Dynamic RGB to Grayscale color mapping

This is necessary for input images with information mostly in the chrominance channel. We learn a small MLP to separate colors cleanly in grayscale. Pay attention to the color of Patrick (orange) and the sweater (purple). These have similar luminance, so without color mapping, Patrick's face is indistinguishable from his body. Patrick's eyes are also difficult to distinguish from his face without discontinuous color mapping.

Learning LAB→grayscale mapping for maximum separability (250 iterations)...
  Architecture: LAB(3) -> Dense(16) -> ReLU -> Dense(8) -> ReLU -> Dense(1) -> Sigmoid
  Iteration 0/250: cluster=0.0005, separate=0.2444, luma=0.0842, lr=0.000000
  Iteration 50/250: cluster=0.0067, separate=0.0607, luma=0.0134, lr=0.009698
  Iteration 100/250: cluster=0.0137, separate=0.0043, luma=0.0008, lr=0.007500
  Iteration 150/250: cluster=0.0120, separate=0.0042, luma=0.0008, lr=0.004132
  Iteration 200/250: cluster=0.0130, separate=0.0031, luma=0.0008, lr=0.001170
  Iteration 249/250: cluster=0.0124, separate=0.0062, luma=0.0008, lr=0.000000
LAB→grayscale learning complete.
  Output brightness range: [0.067, 0.853]
  Saved grayscale result to: rgb_curves_output.png

Overview

Traditional ASCII art converters work by mapping pixel brightness to characters with similar visual density. This project takes a fundamentally different approach: we optimize character placement directly by minimizing the difference between the rendered ASCII art and the target image.

How It Works

Instead of pre-computing which character "looks like" each pixel pattern, we:

Start with random character selections across a grid
Render the ASCII art by looking up character bitmaps and compositing them
Compare to the target image using mean squared error (MSE)
Use gradient descent (AdamW optimizer) to adjust which characters to place
Iterate until the rendered ASCII art closely matches the target

The key insight is making character selection differentiable through softmax: instead of picking one character per position, we render a weighted blend of all possible characters, where the weights come from softmax logits. During training, gradients flow back to these logits, gradually learning which characters to place where.

Features

Core Capabilities

Gradient Descent Optimization: Uses PyTorch and AdamW to optimize character placement
GPU Acceleration: Runs on Apple Silicon (MPS), CUDA, or CPU
CP437 Support: Full support for IBM PC Code Page 437 (Epson receipt printers)
Multiple Presets: Pre-configured settings for receipt printers and Discord text blocks
Vectorized Rendering: Fast GPU-accelerated character composition
Font Fallback: Uses printer fonts for ASCII, fallback fonts for extended characters

Artistic/psychovisual Options

Row Gap Support: Simulates printer spacing for realistic output
Character Diversity Penalty: Encourage varied character usage by incorporating into loss function
Downscaled (multiscale) reconstruction loss: Encourage dithering by also comparing if downscaled image looks good too. Done with a quick convolution

Learning Techniques

Temperature Annealing: Forces discrete character selection by gradually sharpening softmax distributions
Diversity Loss: Entropy regularization encourages varied character usage
Cosine Learning Rate Schedule: Smooth learning rate decay with warmup

Installation

Requirements

Pytorch (learning stuff) and Pillow (font rendering)
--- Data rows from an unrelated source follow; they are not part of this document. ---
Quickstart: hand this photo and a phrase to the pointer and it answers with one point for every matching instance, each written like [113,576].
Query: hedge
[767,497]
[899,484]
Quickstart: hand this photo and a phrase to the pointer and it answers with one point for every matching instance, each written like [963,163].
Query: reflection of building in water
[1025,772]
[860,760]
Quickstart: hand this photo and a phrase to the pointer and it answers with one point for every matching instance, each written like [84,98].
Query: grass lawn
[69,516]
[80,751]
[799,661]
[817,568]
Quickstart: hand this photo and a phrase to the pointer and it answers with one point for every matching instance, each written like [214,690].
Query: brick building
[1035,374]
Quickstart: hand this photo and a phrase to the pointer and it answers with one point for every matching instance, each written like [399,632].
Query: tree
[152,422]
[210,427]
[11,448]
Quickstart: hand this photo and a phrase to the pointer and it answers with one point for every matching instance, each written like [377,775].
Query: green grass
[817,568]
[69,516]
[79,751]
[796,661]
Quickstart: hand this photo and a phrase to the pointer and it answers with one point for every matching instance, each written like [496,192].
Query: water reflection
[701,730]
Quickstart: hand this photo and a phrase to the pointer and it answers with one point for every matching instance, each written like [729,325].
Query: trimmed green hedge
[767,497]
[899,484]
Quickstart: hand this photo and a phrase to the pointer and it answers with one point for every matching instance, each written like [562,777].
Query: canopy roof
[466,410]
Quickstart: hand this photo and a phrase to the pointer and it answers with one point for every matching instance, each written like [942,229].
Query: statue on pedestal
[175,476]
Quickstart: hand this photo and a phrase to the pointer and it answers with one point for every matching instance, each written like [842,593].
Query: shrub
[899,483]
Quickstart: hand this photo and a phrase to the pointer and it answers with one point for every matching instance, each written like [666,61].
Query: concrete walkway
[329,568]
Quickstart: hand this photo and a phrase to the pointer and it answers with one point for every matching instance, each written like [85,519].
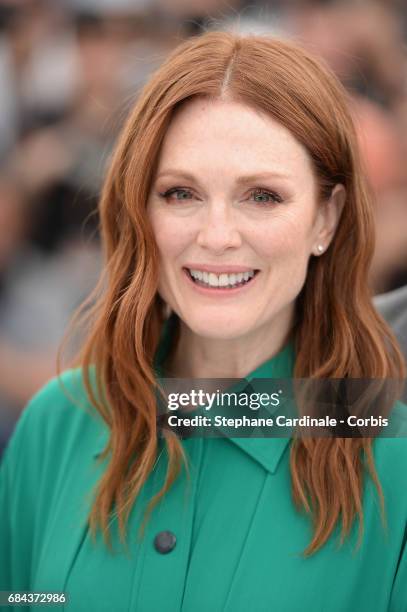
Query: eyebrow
[242,180]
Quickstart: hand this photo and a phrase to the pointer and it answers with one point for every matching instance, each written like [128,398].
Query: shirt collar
[265,451]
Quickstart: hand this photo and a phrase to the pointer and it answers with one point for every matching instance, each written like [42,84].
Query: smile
[225,281]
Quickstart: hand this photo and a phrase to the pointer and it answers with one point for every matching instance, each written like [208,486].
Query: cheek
[285,240]
[171,236]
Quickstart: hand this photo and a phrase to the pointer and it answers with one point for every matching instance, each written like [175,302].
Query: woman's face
[234,191]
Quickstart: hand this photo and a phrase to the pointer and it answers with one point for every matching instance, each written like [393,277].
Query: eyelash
[276,198]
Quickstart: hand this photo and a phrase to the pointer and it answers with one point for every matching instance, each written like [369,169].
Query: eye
[180,193]
[264,196]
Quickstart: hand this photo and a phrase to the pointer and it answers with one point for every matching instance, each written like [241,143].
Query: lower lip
[220,291]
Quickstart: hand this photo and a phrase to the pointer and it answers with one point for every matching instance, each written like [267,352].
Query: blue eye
[182,194]
[176,190]
[264,193]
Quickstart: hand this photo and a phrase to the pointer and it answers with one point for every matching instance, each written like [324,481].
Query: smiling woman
[238,235]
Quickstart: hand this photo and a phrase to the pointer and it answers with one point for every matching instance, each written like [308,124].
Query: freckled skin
[220,222]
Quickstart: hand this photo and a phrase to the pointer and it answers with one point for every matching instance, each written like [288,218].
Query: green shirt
[238,535]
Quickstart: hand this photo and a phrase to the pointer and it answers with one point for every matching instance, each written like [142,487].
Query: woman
[238,167]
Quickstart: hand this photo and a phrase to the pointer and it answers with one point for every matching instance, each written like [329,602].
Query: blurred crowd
[70,70]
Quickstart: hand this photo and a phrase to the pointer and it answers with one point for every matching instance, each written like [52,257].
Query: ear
[327,219]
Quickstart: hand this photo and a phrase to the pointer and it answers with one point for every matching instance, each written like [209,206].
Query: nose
[218,230]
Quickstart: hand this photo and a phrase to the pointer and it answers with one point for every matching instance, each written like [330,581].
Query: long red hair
[338,333]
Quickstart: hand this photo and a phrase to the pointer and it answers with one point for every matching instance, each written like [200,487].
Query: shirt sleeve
[14,516]
[398,598]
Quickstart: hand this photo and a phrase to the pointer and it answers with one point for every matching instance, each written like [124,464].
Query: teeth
[221,280]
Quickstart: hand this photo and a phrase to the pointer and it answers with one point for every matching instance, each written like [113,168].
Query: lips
[220,284]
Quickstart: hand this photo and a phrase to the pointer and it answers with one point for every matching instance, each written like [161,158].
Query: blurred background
[69,72]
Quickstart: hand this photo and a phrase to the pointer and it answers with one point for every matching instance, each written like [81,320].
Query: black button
[164,542]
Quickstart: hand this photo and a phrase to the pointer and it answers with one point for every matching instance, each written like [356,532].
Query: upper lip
[219,269]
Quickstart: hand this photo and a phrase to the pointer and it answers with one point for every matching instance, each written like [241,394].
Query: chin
[218,327]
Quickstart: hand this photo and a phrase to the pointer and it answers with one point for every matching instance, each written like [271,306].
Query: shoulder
[58,417]
[390,455]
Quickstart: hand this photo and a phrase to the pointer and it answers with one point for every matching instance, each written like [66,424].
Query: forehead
[228,135]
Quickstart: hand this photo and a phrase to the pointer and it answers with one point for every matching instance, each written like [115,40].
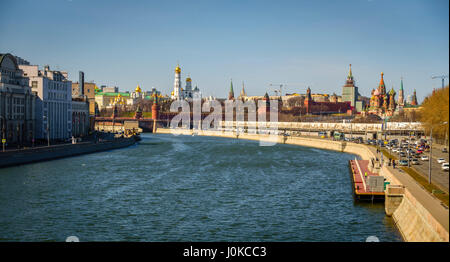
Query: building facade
[17,103]
[53,103]
[80,117]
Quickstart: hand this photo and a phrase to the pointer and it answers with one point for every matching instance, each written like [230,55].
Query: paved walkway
[432,204]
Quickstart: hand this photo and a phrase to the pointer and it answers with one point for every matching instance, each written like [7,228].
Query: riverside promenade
[37,154]
[420,217]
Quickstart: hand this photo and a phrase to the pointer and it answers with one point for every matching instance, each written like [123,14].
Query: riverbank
[37,154]
[420,217]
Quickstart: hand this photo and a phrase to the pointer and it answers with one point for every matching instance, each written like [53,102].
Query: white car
[441,160]
[424,158]
[445,166]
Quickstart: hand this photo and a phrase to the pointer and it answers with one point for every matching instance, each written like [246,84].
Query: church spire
[350,76]
[231,94]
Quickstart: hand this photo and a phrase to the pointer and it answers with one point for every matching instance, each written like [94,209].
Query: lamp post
[431,150]
[3,132]
[48,130]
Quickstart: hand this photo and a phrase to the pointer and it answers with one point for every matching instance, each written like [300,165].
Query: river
[184,188]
pip install -r requirements.txt

Fonts

Place your fonts in a fonts/ directory:

Receipt Printer: fonts/bitArray-A2.ttf (24pt bitmap font)
Discord: fonts/gg mono.ttf and fonts/SourceCodePro-VariableFont_wght.ttf
Fallback: System fonts (Menlo, Monaco) are used automatically

Quick Start

Basic Usage

python train.py test.png

This uses the default "Epson" preset optimized for receipt printers.

Command Line Options

Presets

--preset epson: Receipt printer (CP437, bitArray-A2 font, 6px row gap)
--preset discord: Discord text block (ASCII, gg mono font, no row gap)

Grid Configuration

Option	Default	Description
`--char-width`	12	Character width in pixels
`--char-height`	24	Character height in pixels
`--grid-width`	42	Number of characters per row
`--grid-height`	21	Number of character rows
`--row-gap`	6	Gap between rows (0 for Discord, 6 for printer)

Character Set

Option	Default	Description
`--encoding`	cp437	Character encoding (cp437 or ascii)
`--ban-chars`	`\	Characters to exclude
`--ban-blocks`	-	Flag to ban block chars (░▒▓█▄▌▐▀■)

Training Hyperparameters

Option	Default	Description
`--iterations`	10000	Number of training iterations
`--lr`	0.01	Learning rate
`--warmup`	1000	Warmup iterations before LR decay
`--diversity-weight`	0.01	Weight for diversity loss (0 to disable)
`--no-protect-whitespace`	-	Include whitespace in diversity penalty

Gumbel-Softmax

Option	Default	Description
`--no-gumbel`	-	Disable Gumbel-softmax (use plain softmax)
`--temp-start`	1.0	Starting temperature (higher = more exploration)
`--temp-end`	0.1	Ending temperature (lower = more discrete)
`--save-temp`	0.01	Temperature for final output rendering

Output

Option	Default	Description
`--save-interval`	100	Save intermediate results every N iterations
`--output`	output.png	Output image path
`--output-text`	output.txt	Output text file (native encoding)
`--output-utf8`	output.utf8.txt	Output text file (UTF-8)

Technical Deep Dive

Differentiable Rendering

The core idea is making ASCII art rendering differentiable:

# Soft character selection via softmax
weights = torch.softmax(logits / temperature, dim=-1)  # (H, W, NUM_CHARS)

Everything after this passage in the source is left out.